Pablo Hirart.-
La detención de Javier Duarte, con fines de extradición, es
un gran paso del presidente Peña para reconciliarse con la sociedad mexicana,
aunque no es ni puede ser el único.
Su captura desmiente que haya habido protección oficial para
el exgobernador de Veracruz.
Resultó falsa la versión de que desde el poder presidencial
en México se orquestó la huida de Javier Duarte.
Muchos pensábamos que la complicidad con Duarte era la única
explicación de por qué el exmandatario veracruzano estaba libre.
No fue así. Era cuestión de tiempo y un acertado trabajo de
inteligencia. Se encontraba oculto en Guatemala y el gobierno mexicano solicitó
la colaboración de las autoridades de ese país a fin de aprehenderlo.
El gobierno que capturó dos veces al Chapo Guzmán también
pudo con Duarte.
Lo hemos dicho muchas veces en este espacio: nadie puede
contra el águila de frente.
El punto es que haya voluntad de parte del águila. Y quedó
demostrado que sí la hay.
Se trata de una buena noticia para México: no estamos en
manos de una mafia, como se nos quiere hacer creer.
La captura de Duarte es también un buen paso del presidente
Peña para restaurar la credibilidad que muchos ciudadanos le han perdido.
Gran parte de la caída en la aceptación del presidente
radica en su mano blanda hacia la corrupción de gobernadores y funcionarios.
Con este golpe dado al exgobernador de Veracruz se demuestra
que hay la intención de castigar a los que abusaron con el patrimonio público.
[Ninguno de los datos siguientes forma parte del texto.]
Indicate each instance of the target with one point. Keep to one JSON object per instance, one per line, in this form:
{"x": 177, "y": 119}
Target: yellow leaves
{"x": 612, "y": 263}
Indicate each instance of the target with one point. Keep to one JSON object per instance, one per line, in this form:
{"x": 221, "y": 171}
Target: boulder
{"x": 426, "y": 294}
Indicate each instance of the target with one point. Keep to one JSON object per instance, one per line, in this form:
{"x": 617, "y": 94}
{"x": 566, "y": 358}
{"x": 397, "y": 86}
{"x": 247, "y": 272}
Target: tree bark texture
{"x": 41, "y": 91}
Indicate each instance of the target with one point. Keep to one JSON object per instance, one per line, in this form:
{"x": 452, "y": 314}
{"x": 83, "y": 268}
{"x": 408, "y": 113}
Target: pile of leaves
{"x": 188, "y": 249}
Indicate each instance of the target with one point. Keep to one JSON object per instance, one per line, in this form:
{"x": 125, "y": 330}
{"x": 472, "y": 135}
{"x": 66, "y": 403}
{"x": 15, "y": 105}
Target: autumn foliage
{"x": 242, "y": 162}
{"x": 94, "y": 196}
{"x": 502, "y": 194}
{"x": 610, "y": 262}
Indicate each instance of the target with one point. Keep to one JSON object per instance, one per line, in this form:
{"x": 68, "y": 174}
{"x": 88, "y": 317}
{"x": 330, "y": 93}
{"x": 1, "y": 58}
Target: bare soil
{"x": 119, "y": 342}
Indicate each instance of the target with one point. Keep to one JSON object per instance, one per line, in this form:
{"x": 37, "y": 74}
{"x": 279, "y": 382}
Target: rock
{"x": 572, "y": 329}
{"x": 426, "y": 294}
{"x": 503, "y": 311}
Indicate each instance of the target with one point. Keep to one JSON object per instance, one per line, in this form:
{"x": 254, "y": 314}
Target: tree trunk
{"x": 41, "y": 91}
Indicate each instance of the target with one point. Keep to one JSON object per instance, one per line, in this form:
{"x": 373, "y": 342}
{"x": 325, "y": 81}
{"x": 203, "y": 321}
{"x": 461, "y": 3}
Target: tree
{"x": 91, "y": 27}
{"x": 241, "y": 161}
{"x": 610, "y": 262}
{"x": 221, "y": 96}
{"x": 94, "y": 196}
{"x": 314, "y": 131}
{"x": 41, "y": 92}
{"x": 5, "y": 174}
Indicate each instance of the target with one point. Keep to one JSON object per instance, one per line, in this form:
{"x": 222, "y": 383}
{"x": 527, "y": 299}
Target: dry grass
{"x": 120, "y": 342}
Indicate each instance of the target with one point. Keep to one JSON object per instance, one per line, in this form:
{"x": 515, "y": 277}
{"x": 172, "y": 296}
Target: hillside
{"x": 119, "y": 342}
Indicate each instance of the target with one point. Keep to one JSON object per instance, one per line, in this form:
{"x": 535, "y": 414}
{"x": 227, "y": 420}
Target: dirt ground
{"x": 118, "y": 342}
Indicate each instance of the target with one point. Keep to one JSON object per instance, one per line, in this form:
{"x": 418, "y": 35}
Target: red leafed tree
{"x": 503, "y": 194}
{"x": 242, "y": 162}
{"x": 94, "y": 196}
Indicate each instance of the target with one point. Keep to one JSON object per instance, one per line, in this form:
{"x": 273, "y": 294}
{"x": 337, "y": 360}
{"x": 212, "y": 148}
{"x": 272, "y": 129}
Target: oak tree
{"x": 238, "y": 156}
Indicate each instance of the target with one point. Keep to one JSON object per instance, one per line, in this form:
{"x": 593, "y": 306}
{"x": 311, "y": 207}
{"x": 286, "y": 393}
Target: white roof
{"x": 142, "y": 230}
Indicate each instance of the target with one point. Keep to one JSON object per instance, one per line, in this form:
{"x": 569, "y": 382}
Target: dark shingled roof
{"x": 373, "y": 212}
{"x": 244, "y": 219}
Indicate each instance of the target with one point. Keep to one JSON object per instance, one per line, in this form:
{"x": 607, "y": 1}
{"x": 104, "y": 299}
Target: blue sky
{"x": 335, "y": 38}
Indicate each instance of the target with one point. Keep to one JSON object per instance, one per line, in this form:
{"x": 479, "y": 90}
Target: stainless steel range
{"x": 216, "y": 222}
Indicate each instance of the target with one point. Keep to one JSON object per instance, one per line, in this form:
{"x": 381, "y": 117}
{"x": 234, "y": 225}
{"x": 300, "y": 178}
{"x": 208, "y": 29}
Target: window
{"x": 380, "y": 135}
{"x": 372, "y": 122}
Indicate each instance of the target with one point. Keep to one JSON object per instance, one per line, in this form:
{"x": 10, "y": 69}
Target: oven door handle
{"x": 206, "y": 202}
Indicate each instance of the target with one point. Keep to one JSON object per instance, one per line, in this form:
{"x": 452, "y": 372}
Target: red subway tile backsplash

Hay la posibilidad de que el presidente se reivindique con
la sociedad que lo cuestiona y lo reprueba.
Se requiere, eso sí, que la depuración siga y no se detenga
en el caso de Javier Duarte.
Ahí está el exgobernador de Tamaulipas, Tomás Yarrington,
detenido en Italia, que debe ser traído a México, juzgado en México y castigado
en México.
Creer que con la aprehensión de Duarte se cumplió en el
combate a la corrupción es un error. Se trata de un hecho muy importante; sin
embargo, hay demasiados agravios como para dejar las cosas hasta ahí.
La recuperación de la imagen presidencial, tan importante
para defender el proyecto de modernización del país contra la amenaza de la
restauración estatista y autoritaria, pasa por una limpieza de los actos que
más han agraviado a la sociedad.
Duarte y sus trapacerías es uno de ellos, quizás el más
estrafalario y desproporcionado, pero no el único.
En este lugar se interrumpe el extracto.